Archive for February, 2008

Feb 26 2008

A Tale of Two Cities

I have followed for some weeks the growing Ottawa discussion over impending property tax increases as the post-freeze scenario resets to current market values. At the heart of the story is the fact that urban, core properties will reset higher while the suburban rates lower or at least remain relatively static. In this tale of two cities, cries of ‘unfair’ may be heard on both sides: those on Frank Street overlooking the canal claim their long-standing dreams of an urban haven are at risk as market muscles flex; those on Rue Topello in Orleans can firmly and pragmatically suggest that if you want to dance, you should probably pay the fiddler.
There is no fair. There is, however, some reality to discuss. Unless someone puts a working model on the table where an alternative to property appraisals is applied, and I haven’t seen one short of a Stalinist scheme, the insatiable city bills will be paid. The tax cards will fall where they may, and some of those extrapolated ‘mays’ happen to include the verifiable notion that specific property values vary for specific reasons.
I have lived on Frank Street. It was the seventies and I was a Carleton student, mostly cashless and carefree, more likely ravenous than Raven on any given day. It was the time when somebody figured that if you cleaned the snow off the canal you could skate on it. It was the time when a quick walk across the bridge to St Patrick’s College would get you a free hop to the Carleton campus on one of the seemingly immortal blue and white Mercedes shuttles. It was the time that a bakery would flood the neighbourhood with those wonderful sweet, doughy smells every morning; the nut and fun-loving black squirrels could be mistaken for fat cats. A short walk over to and up Elgin was always fun, and the return down a tulip-laden Rideau was comforting in the civilized sense. My monthly budget was $400 and that was stretched to include tax, title, tuition, rent, books, brew and sometimes food. And it worked. Not quite halcyon days, but closer to the best of times than the worst.
Is that today’s reality?
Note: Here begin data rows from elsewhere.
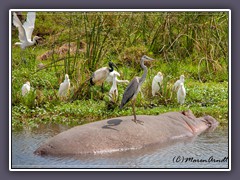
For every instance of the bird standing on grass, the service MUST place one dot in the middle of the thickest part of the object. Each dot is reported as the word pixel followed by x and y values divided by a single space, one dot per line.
pixel 25 88
pixel 157 80
pixel 134 87
pixel 100 75
pixel 110 77
pixel 25 30
pixel 181 94
pixel 177 83
pixel 64 87
pixel 113 93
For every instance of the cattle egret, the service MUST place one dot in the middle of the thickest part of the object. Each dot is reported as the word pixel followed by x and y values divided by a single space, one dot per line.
pixel 113 93
pixel 177 83
pixel 25 30
pixel 64 87
pixel 157 80
pixel 26 88
pixel 134 87
pixel 100 75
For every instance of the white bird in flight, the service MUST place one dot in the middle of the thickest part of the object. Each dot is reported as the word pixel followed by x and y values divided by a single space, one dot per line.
pixel 64 87
pixel 155 83
pixel 25 88
pixel 25 30
pixel 181 94
pixel 177 83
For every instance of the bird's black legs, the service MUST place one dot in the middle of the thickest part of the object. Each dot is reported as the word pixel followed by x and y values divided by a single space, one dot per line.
pixel 102 88
pixel 134 113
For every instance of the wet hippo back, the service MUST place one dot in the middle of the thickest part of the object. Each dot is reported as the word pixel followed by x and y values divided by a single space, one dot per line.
pixel 121 133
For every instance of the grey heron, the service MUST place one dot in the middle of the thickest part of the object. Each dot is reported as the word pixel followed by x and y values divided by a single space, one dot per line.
pixel 177 83
pixel 100 75
pixel 181 94
pixel 25 30
pixel 25 88
pixel 134 87
pixel 64 87
pixel 157 80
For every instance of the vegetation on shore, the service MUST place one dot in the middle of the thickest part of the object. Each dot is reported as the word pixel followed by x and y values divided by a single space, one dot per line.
pixel 77 43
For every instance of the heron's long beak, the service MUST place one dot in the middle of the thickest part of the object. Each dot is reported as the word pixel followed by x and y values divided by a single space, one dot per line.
pixel 115 66
pixel 148 58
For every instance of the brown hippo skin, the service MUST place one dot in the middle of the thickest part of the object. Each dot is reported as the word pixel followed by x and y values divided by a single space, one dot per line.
pixel 119 134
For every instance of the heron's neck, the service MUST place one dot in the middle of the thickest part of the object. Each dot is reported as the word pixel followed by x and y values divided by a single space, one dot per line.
pixel 142 79
pixel 34 41
pixel 114 81
pixel 111 68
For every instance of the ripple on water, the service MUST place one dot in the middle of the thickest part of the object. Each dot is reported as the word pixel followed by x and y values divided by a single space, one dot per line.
pixel 208 144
Tuition costs alone across the country hover around 5K. Canal skating is now closer to an institution than a lark. The bakery is gone as is the free bus. My former nest on Frank housing my single room for double-digit rent, is probably more desirable than ever in the quaint sense, and probably unreachable without going to six digits.
Do times change? Sure they do. Except for the squirrels, of course, those kitties on the Rideau. Last time I indulged the canal with a stroll, seems like their numbers may have edged up.